Por Carlos Ardohain
Escribo contra la
corriente, porque escribir significa creer todavía en algo, porque si no lo
hiciera
la pulsión de muerte me arrastraría, me pasaría por arriba, me borraría
del mapa.
Escribo para no ser escrito.
—Fogwill
Escribir puede ser más difícil que vivir. Esa dialéctica
especular: el arte imita a la vida, la naturaleza imita al arte, refleja ese
misterio: una relación difícil. Un amor imposible. Dos términos demasiado
grandes, no hay ecuación que pueda resolverse así, todo es y no es a la vez.
Nada es lo que parece.
El arte es más grande que la vida, la vida es más grande
que el arte. Lo único que parece grande de verdad es la muerte, que estaba
antes y estará después, estos dos términos son el mientras tanto, el ahora,
pero… ¿no es al final lo único que importa, que merece la pena? ¿No es el único
lugar, el único tiempo en el que de verdad estamos? ¿Acá, ahora? ¿Y después? Rasgado
el velo, ¿Satori? ¿Nirvana?
Escribo contra la corriente, porque escribir significa creer
todavía en algo, porque si no lo hiciera la pulsión de muerte me arrastraría,
me pasaría por arriba, me borraría del mapa.

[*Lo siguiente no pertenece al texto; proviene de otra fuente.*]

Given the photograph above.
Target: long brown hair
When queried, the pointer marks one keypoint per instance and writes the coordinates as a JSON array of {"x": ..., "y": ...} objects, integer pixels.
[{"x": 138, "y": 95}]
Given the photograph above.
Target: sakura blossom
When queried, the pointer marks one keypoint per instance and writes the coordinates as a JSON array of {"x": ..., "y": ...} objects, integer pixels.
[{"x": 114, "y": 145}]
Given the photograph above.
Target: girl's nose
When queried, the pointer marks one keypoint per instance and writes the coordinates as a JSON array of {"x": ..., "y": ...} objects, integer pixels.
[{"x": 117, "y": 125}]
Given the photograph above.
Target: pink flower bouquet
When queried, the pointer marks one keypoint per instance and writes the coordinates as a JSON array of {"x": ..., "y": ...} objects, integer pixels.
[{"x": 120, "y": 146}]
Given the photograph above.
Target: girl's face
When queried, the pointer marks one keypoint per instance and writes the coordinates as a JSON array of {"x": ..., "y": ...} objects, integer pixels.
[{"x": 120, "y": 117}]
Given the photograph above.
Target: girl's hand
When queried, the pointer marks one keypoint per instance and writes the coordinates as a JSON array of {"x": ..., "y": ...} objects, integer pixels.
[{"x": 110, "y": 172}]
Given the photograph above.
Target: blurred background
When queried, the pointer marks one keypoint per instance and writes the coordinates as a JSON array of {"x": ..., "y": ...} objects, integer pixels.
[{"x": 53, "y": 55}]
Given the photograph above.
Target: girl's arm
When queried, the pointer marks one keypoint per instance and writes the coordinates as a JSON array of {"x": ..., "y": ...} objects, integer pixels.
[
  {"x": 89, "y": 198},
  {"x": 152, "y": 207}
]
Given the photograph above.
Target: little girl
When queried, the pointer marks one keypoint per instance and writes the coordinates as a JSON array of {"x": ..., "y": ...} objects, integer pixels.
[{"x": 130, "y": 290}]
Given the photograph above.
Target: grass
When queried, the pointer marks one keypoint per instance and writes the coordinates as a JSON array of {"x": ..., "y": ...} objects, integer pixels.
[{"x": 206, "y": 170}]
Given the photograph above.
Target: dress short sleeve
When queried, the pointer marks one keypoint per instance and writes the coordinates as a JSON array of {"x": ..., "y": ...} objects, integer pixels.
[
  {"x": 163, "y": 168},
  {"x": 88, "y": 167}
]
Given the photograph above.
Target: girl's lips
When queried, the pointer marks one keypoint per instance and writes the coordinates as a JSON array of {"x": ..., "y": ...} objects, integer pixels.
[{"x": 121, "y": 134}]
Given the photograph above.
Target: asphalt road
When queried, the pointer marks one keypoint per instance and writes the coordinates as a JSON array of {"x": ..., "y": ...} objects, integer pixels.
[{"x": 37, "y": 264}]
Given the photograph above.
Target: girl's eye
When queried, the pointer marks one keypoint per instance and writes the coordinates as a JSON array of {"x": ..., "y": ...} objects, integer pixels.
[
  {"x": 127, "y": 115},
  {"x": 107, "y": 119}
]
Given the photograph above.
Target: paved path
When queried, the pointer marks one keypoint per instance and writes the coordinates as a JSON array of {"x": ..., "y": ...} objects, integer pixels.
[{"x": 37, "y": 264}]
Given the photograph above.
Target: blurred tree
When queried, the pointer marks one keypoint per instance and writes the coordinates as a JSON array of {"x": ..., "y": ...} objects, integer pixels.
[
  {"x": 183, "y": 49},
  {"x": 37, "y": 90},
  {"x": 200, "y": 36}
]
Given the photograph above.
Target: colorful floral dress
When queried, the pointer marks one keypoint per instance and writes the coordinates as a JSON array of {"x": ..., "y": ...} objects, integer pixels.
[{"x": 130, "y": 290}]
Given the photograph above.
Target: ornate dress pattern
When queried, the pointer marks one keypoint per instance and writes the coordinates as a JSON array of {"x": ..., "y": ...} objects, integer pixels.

Escribo para no arrepentirme de no
hacer, para interpelarme, para sacarme la máscara y dar la cara por mí, para
prolongar la función más allá de los bostezos del público postergando
indefinidamente el acto final. Para sospechar que pasado un tiempo vos estarás
leyendo y tomando posición o teniendo una opinión acerca de este texto; llegado
a este punto pensarás: otra vez el recurso de interpelar al lector, pero aún
así no podrás dejar de leer, porque si lo hicieras el texto moriría y esta
relación autor-lector dejaría de existir instantáneamente. Escribo como quien
construye una máquina inefable, un mecanismo preciso cuya función no se conoce
todavía y puede que no tenga ningún provecho. Escribo sabiendo que será inútil
pero lo haré de todos modos, añorando la alegría de los que saben o creen que
todo es un sueño, que nada merece ser tomado en serio, que el tiempo no existe.
Escribo porque es un acto físico y para mí es igual que dibujar. Un trayecto,
un itinerario, un paisaje, casi un retrato. Porque creo que la palabra tiene
poder, materializa y concreta, puede sanar, revelar, ser transformadora.
Escribir es hablar en silencio. Es económico, mínimo, verdadero. Implica no
estar solo. Escribo porque todavía soy capaz de amar.
Y también, claro, para no morirme nunca, para creer o
suponer que la muerte no existe, o que uno la puede burlar. Para morirme pero
quedar. Para dejar herencia. Para dejar huella. Por placer y porque sí. Para
investigarme, bucearme, aprender de mí viéndome desde afuera. Para cantar de
otra forma, ya que para cantar cantando la voz no me da. Para enamorar y a su
vez enamorarme de mí. Para trabajar mi parte mejor. Para cambiar de opinión
todo el tiempo, cada vez que escribo. Para ser. Para ir. Para reír. Para no
explicar nada. Para explicarlo todo. Para caminar al revés. Para volar por el
suelo. Para musicar sin sonido. Para cuestionar el sentido. Para parar la
lluvia. Para no ser ingenioso ni ocurrente. Para no parar de buscarle sentido a
la cuestión de buscarle sentido a la cuestión. Para averiguar cuál es la
cuestión que tiene sentido. Para intentar que el tiempo avance para atrás. Para
pasar al otro lado del espejo. Y del otro lado volver a pasar al otro lado.
Para entender que no hay nada que entender. Para parar el mundo. Y no bajar.
Para dejar de hablar. Para ver qué pasa. Para espejar.